2.3 Joint Plots, Heatmaps, and Pair Plots
Explanation: Seaborn streamlines bivariate and multivariate analysis with joint plots, correlation heatmaps, and pair plots.
Requirements: Produce a joint plot with KDE contours, a correlation heatmap, and a pair plot for multivariate exploration. One snippet, one chart.
metrics = pd.DataFrame({
'sessions': np.random.poisson(200, 150),
'conversion_rate': np.random.beta(2, 8, 150),
'avg_order_value': np.random.normal(80, 15, 150),
'region': np.random.choice(['NA', 'EU', 'APAC'], 150)
})
metrics['revenue_per_session'] = metrics['conversion_rate'] * metrics['avg_order_value']
# Joint plot
sns.jointplot(data=metrics, x='sessions', y='revenue_per_session',
kind='kde', fill=True, cmap='mako')
plt.suptitle('Traffic vs Revenue Density', y=1.02)
plt.show()# Correlation heatmap
corr = metrics[['sessions', 'conversion_rate', 'avg_order_value', 'revenue_per_session']].corr()
plt.figure(figsize=(6, 5))
sns.heatmap(corr, annot=True, cmap='coolwarm', center=0, linewidths=0.8, square=True)
plt.title('Metric Correlations')
plt.show()# Pair plot
sns.pairplot(metrics, hue='region', diag_kind='kde', height=2.2)
plt.suptitle('Pair Plot by Region', y=1.02)
plt.show()Chart Descriptions: The joint plot shows dense probability contours linking sessions to revenue per session. The heatmap visualizes correlation strengths, highlighting how revenue per session depends on both conversion rate and order value.
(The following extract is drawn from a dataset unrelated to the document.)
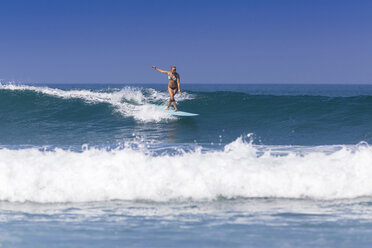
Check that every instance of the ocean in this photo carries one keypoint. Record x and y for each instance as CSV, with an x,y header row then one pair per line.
x,y
99,165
The pair plot reveals regional clustering across all metrics.
3 Section 3: Exploring Relationships and Patterns
3.1 Regression and Confidence Intervals
Explanation: Regression lines and confidence intervals help quantify relationships in scatter plots.
Requirements: Build a scatter plot with a regression line and 95 percent confidence interval.
student_perf = pd.DataFrame({
'hours': np.random.uniform(0, 12, 80),
'prep_quality': np.random.uniform(0.6, 1.0, 80)
})
student_perf['score'] = 55 + 4.5 * student_perf['hours'] * student_perf['prep_quality'] + np.random.normal(0, 8, 80)
plt.figure(figsize=(9, 4))
sns.regplot(data=student_perf, x='hours', y='score', scatter_kws={'alpha': 0.6})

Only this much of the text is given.